Next, choose how to invite the other person to access your document. You can do this via Mail, Messages, Twitter, Facebook, or other means, or you can just copy a link and send it yourself. You might want to do the latter if you communicate with others via Slack or a similar collaboration tool. Click Share Document, and enter the email address, or other information needed, to share it.
When your collaborator receives a link to a document, they click it to view the document on iCloud.com. They don’t need an iCloud account and they can access the document in any web browser, even on Windows or Android. They enter their name (so you can follow the changes they make) and can edit your document if you’ve allowed them to do so. If not, they can simply view it.

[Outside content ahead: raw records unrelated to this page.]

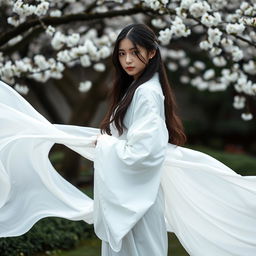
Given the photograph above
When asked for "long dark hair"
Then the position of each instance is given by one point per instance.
(124, 85)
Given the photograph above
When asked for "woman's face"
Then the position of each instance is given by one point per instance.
(129, 60)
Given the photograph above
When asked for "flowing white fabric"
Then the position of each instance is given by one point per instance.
(211, 209)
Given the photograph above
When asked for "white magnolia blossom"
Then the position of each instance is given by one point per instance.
(158, 23)
(85, 86)
(100, 67)
(224, 31)
(22, 89)
(214, 36)
(50, 30)
(165, 36)
(250, 67)
(199, 83)
(239, 102)
(198, 9)
(235, 28)
(219, 61)
(211, 20)
(199, 65)
(217, 87)
(237, 53)
(209, 74)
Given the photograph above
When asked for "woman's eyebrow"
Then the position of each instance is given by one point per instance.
(129, 49)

If you’ve allowed a collaborator to edit your document, then the changes they make update in the app you’re using if you have the document open. For example, if you’ve created a spreadsheet in Numbers and a colleague edits it on the web, your document updates automatically. This doesn’t happen in real time, but takes a few seconds for changes to appear.

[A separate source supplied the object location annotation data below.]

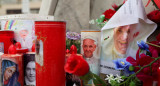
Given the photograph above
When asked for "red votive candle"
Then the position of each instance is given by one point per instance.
(12, 62)
(50, 53)
(158, 70)
(6, 37)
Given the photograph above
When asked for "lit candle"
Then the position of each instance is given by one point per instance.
(50, 53)
(6, 37)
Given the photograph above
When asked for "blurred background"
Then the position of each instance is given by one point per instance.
(77, 13)
(15, 6)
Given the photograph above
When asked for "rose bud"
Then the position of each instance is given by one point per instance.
(12, 49)
(73, 49)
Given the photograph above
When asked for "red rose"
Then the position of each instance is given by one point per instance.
(33, 47)
(154, 16)
(76, 65)
(109, 13)
(18, 45)
(115, 6)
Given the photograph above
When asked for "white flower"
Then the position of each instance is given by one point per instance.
(119, 78)
(110, 77)
(91, 21)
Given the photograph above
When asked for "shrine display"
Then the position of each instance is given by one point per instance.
(24, 31)
(50, 53)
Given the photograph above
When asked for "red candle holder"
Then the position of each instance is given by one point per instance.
(6, 37)
(50, 53)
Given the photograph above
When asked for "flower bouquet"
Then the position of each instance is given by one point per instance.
(143, 67)
(73, 38)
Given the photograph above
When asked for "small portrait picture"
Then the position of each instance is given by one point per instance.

It’s better to make changes in the iCloud.com web interface. You’ll see a cursor when a collaborator is editing a document and if you click the user icon in the iCloud.com toolbar you can click on a user’s name and see which sections they’ve changed. However, once changes are made, you can’t see the exact changes. If you click a user’s name in the user popup, you may see the section they edited—this isn’t always the case—but not their exact changes.

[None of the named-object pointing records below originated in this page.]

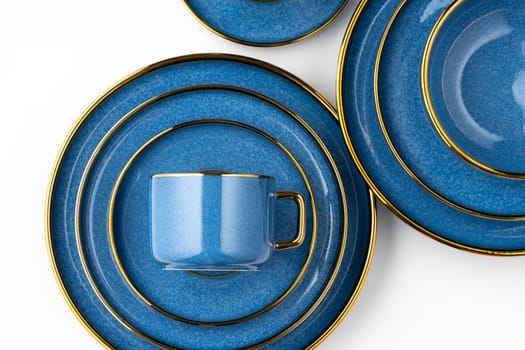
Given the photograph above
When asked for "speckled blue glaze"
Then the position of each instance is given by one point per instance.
(183, 150)
(402, 193)
(228, 147)
(265, 22)
(212, 221)
(413, 133)
(477, 81)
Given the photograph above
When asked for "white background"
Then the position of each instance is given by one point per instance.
(57, 56)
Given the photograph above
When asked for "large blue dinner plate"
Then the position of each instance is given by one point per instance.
(265, 22)
(369, 148)
(413, 135)
(163, 118)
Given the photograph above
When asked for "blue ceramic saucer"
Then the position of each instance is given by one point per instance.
(190, 129)
(414, 137)
(474, 83)
(265, 22)
(364, 136)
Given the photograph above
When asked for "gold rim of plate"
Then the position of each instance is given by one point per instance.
(273, 44)
(148, 338)
(375, 189)
(140, 72)
(434, 117)
(114, 192)
(393, 148)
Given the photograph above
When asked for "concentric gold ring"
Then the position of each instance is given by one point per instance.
(111, 231)
(425, 89)
(393, 148)
(366, 176)
(186, 59)
(78, 230)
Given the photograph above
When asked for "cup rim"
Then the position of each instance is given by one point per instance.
(216, 174)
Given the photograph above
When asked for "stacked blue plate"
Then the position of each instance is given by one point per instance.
(414, 78)
(265, 22)
(187, 114)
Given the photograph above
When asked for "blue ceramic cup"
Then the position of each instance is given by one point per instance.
(217, 220)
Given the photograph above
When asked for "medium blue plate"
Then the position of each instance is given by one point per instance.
(265, 22)
(476, 83)
(413, 134)
(373, 156)
(110, 308)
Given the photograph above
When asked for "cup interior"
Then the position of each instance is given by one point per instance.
(473, 83)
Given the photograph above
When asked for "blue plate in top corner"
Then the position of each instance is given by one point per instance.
(265, 22)
(413, 134)
(187, 114)
(372, 153)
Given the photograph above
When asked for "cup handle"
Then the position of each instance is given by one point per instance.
(301, 227)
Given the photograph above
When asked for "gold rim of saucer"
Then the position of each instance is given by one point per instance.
(364, 173)
(433, 115)
(393, 148)
(192, 58)
(256, 44)
(148, 338)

Sometimes, two or more people will make changes at the same time. Or you’ll make a change locally in Pages, Numbers, or Keynote and a collaborator will make an edit on iCloud.com. When this happens, you will both see a dialog saying that the documents are out of sync, and the users who are invited to edit the document will be prevented from editing anything. It’s up to the document’s owner to decide which version to keep—you can keep both, if you want, to review them later—but, again, you can’t compare the changes. You only see the date and time of the versions and where they were updated (iCloud.com or a specific computer). It’s best for the document’s creator and owner to ensure that people don’t simultaneously edit documents, which, of course, limits the usefulness of this feature.